Para conhecermos mais sobre o grupo de insetos que formam o grupo com a maior diversidade de espécies, dentre os animais, na natureza, temos o prazer de conversar com o pesquisador e professor José Ricardo Mermudes (Laboratório de Insetos – Instituto de Biologia – UFRJ).
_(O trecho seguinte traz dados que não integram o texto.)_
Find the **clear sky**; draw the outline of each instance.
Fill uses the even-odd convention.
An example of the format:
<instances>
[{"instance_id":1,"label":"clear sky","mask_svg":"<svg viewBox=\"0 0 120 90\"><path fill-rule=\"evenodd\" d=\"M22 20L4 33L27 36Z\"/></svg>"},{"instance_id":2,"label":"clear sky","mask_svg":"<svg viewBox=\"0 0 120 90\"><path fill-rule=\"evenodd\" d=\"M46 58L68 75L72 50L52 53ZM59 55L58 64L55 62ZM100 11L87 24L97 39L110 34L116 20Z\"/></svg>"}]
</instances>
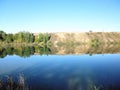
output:
<instances>
[{"instance_id":1,"label":"clear sky","mask_svg":"<svg viewBox=\"0 0 120 90\"><path fill-rule=\"evenodd\" d=\"M120 0L0 0L0 30L120 31Z\"/></svg>"}]
</instances>

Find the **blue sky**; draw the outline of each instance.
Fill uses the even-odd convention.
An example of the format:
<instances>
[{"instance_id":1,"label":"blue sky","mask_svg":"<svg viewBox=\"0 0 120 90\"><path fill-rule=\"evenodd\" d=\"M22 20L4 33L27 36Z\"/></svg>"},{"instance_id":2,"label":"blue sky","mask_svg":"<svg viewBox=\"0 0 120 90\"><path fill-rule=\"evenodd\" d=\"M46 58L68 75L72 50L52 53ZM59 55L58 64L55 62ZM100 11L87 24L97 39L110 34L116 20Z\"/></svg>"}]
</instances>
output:
<instances>
[{"instance_id":1,"label":"blue sky","mask_svg":"<svg viewBox=\"0 0 120 90\"><path fill-rule=\"evenodd\" d=\"M120 0L0 0L0 30L120 31Z\"/></svg>"}]
</instances>

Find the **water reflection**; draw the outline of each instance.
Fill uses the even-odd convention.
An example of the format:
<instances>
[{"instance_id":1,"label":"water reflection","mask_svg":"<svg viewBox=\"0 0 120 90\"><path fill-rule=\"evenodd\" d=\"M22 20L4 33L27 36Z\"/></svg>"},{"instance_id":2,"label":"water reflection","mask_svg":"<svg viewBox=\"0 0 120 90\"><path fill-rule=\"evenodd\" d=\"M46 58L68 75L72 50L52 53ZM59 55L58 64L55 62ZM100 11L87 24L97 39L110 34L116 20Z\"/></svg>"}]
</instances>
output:
<instances>
[{"instance_id":1,"label":"water reflection","mask_svg":"<svg viewBox=\"0 0 120 90\"><path fill-rule=\"evenodd\" d=\"M53 87L49 86L30 86L25 82L25 78L23 75L19 75L18 82L13 80L12 76L6 77L7 80L0 80L0 90L56 90ZM97 85L97 82L94 82L90 78L86 78L86 80L81 80L80 78L71 78L68 81L68 89L62 90L120 90L120 86L117 85ZM57 90L61 90L59 87Z\"/></svg>"},{"instance_id":2,"label":"water reflection","mask_svg":"<svg viewBox=\"0 0 120 90\"><path fill-rule=\"evenodd\" d=\"M118 44L100 44L97 46L81 44L73 46L5 46L0 47L0 58L7 55L18 55L21 57L30 57L31 55L66 55L66 54L116 54L120 53Z\"/></svg>"},{"instance_id":3,"label":"water reflection","mask_svg":"<svg viewBox=\"0 0 120 90\"><path fill-rule=\"evenodd\" d=\"M19 75L18 83L13 80L12 76L6 78L6 81L0 80L0 90L29 90L22 75Z\"/></svg>"}]
</instances>

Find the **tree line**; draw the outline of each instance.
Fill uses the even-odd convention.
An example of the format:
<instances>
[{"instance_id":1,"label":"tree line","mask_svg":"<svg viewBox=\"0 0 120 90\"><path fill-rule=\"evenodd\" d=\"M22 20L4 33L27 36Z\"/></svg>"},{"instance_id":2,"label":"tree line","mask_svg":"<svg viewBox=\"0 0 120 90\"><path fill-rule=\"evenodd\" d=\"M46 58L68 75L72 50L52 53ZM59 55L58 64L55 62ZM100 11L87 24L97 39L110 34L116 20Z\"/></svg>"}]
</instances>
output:
<instances>
[{"instance_id":1,"label":"tree line","mask_svg":"<svg viewBox=\"0 0 120 90\"><path fill-rule=\"evenodd\" d=\"M16 34L7 34L0 31L0 42L4 43L43 43L50 40L51 35L48 33L39 33L37 36L30 32L18 32Z\"/></svg>"},{"instance_id":2,"label":"tree line","mask_svg":"<svg viewBox=\"0 0 120 90\"><path fill-rule=\"evenodd\" d=\"M31 55L49 55L52 54L51 49L46 45L41 47L37 46L8 46L0 47L0 58L4 58L7 55L18 55L20 57L30 57Z\"/></svg>"}]
</instances>

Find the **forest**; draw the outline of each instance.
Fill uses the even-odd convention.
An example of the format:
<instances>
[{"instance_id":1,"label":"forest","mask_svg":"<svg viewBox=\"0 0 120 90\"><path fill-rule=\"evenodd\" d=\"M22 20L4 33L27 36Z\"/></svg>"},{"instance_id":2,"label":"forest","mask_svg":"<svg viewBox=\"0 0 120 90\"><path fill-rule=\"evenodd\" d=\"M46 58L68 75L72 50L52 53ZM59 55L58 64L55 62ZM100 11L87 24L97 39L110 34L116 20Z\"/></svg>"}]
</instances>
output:
<instances>
[{"instance_id":1,"label":"forest","mask_svg":"<svg viewBox=\"0 0 120 90\"><path fill-rule=\"evenodd\" d=\"M0 31L0 43L42 43L47 44L50 40L50 34L39 33L35 35L30 32L18 32L15 34L7 34L4 31Z\"/></svg>"}]
</instances>

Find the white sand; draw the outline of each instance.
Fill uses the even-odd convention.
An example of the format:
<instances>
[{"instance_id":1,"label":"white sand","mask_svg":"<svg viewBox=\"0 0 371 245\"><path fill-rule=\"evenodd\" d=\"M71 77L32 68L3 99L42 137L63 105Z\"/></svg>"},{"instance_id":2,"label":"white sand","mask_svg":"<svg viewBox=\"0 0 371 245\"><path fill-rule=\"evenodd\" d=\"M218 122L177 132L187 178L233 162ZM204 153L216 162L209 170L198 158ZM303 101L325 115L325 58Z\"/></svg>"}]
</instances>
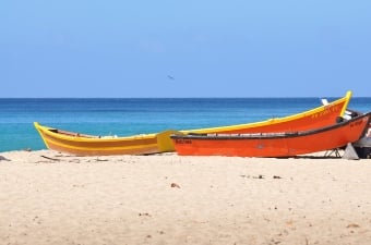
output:
<instances>
[{"instance_id":1,"label":"white sand","mask_svg":"<svg viewBox=\"0 0 371 245\"><path fill-rule=\"evenodd\" d=\"M371 244L369 159L0 156L1 245Z\"/></svg>"}]
</instances>

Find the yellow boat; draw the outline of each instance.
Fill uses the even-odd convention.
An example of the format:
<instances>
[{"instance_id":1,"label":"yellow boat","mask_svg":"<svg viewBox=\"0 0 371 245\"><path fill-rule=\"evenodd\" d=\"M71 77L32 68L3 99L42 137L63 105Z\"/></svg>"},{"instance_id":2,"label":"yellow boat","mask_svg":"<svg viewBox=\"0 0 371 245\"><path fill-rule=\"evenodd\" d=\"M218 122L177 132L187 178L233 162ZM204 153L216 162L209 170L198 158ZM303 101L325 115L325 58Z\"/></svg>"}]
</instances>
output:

O Prof Mermudes, com a sua equipe de estudantes e pesquisadores associados, com a liderança do mestrando Ederson Oliveira, mantém uma parceria com o Espaço Ciência Viva, no Projeto Guias da Conservação, com uma linda colaboração na identificação dos bichos nas fotos do Álbum Naturalistas no Jardim.

Vamos conhecê-lo???

Obrigado, Prof Mermudes, por compartilhar conosco um pouco de seu trabalho e sobre estes bichinhos tão interessantes!

ECV: Como é a sua história com os artrópodes, como você se interessou pelo grupo?

Já no segundo ano de faculdade eu fiz uma expedição na Serra do Mar próximo do litoral de São Paulo com um colega que se especializou em aves. Mas durante esta excursão eu já tinha uma predileção pelos coleópteros (besouros), e foi investigando os troncos caídos que vislumbrei os primeiros besouros a estudar, um Passalidae e um Brentidae.

O primeiro grupo é de besouros com cuidado parental, onde as larvas são cuidadas por um casal parental. O segundo são carunchos com acentuado dimorfismo sexual, notadamente no comprimento do rostro, que nada mais é que um prolongamento da cápsula cefálica.

Figura 1: Besouros da família Passalidae; um casal de adultos, que possuem um comportamento de cuidado com sua prole.
Foto por José Mermudes.
Figura 2: Uma larva desses pais zelosos da figura 1.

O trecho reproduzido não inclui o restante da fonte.